This is my list of things that really hit the spot at three in the morning:

Super Big Gulps
White Castle
Lots of Pancakes
Seeing some goddamn tanks (especially walking tanks)

And though, I will admit, this night was not epic enough to involve tiny cheeseburgers or a trip to the legendary Portland Hotcake House, I am sucking on a huge Mountain Dew right now and completely satisfied with Neil Bloominkamp's District Nine.

Neil Bloominkamp is a South-African director who was tapped to direct the highly anticipated HALO movie, based on the popular video game franchise for the Xbox. As much as I know the HALO movie will suck, District Nine rocked. It focuses on a group of aliens who landed on earth 20 years ago and were forced to live in slum-like internment camps. If you've seen the ads you know this film is sorta-kinda doing the Cloverfield cinema verite thing, which is pretty cool because the movie plays out like a Mondo version of ID4. Our hero, a worthless bureaucrat sent to oppress the aliens, gets turned into an alien himself and then must help another alien restart their Independence-Day-like mothership so he can return to his home planet and get help. The ads play the movie up as if it's a preachy allegory for xenophobia. Blah-blah-blah, humans are racist, apartheid is bad, humans are the worst aliens of all, blah-blah.

But it's not like that.

This movie is too busy kicking ass and taking names.

Put it this way: the film ends with the same bureaucrat piloting a giant Gundam through the streets of Johannesburg screaming "come get some!" as he punches rockets out of mid-air and throws them back using a gun that not only shoots bolts of lightning, but bolts of lightning that make people explode as if they were kernels of popcorn in a nuclear reactor. It's like Transformers except with a strong R rating for lifelike kickassery.

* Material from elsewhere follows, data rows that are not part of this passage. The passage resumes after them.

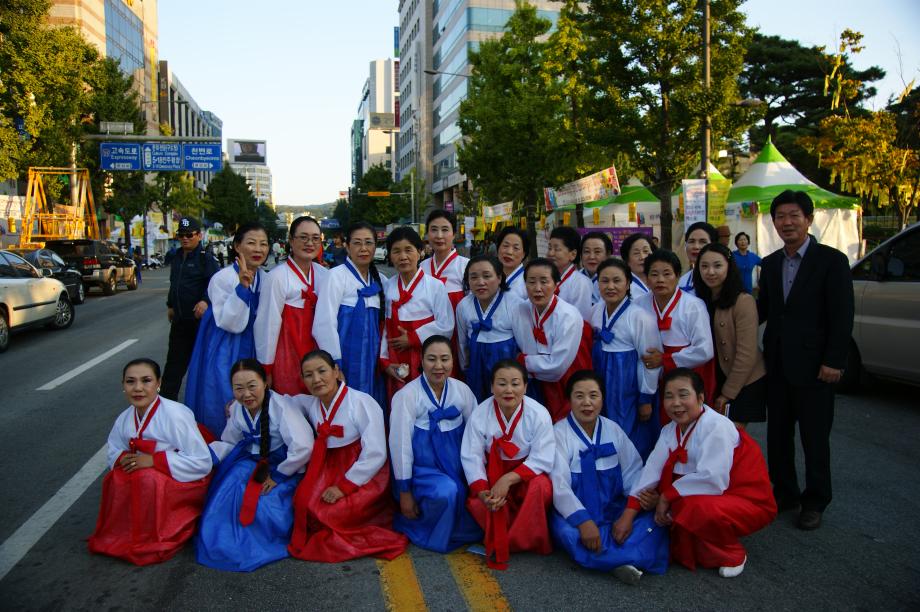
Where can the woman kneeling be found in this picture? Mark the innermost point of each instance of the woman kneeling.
(153, 494)
(595, 465)
(705, 478)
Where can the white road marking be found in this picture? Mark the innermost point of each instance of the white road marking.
(29, 533)
(60, 380)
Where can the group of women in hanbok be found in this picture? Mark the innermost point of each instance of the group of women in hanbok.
(336, 414)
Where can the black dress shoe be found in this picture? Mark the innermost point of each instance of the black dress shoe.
(809, 520)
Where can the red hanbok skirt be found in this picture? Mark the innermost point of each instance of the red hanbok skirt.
(554, 392)
(295, 339)
(358, 525)
(706, 528)
(147, 516)
(525, 513)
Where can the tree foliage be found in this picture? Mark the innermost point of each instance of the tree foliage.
(229, 200)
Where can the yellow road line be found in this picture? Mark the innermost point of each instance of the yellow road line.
(401, 590)
(477, 584)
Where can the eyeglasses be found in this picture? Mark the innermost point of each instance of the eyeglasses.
(314, 238)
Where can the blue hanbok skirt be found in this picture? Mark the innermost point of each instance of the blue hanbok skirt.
(621, 405)
(360, 343)
(222, 542)
(208, 388)
(484, 355)
(440, 491)
(646, 547)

Sure, this movie has it's problems. For one, the aforementioned bureaucrat character, whose name I can't even remember, is so wimpy and whiny that he makes Toby McGuire's Spiderman look like the biggest badass who ever lived. And that even goes for emo-Spiderman. The character has no redeeming characteristics, and I mean none. He doesn't even seem to have a personality. Imagine if Milton from Office Space were Jeff Goldblum in Independence Day, and that's who this guy was. He's the hero, but at a certain point I either wanted him to man-up or just get killed already. Even when the film moves into buddy movie mode toward the end and the hero has to team up with aliens to save the world, the main character is not above hitting his alien savior with a shovel and whining mercilessly about his own dull plight. Yawn.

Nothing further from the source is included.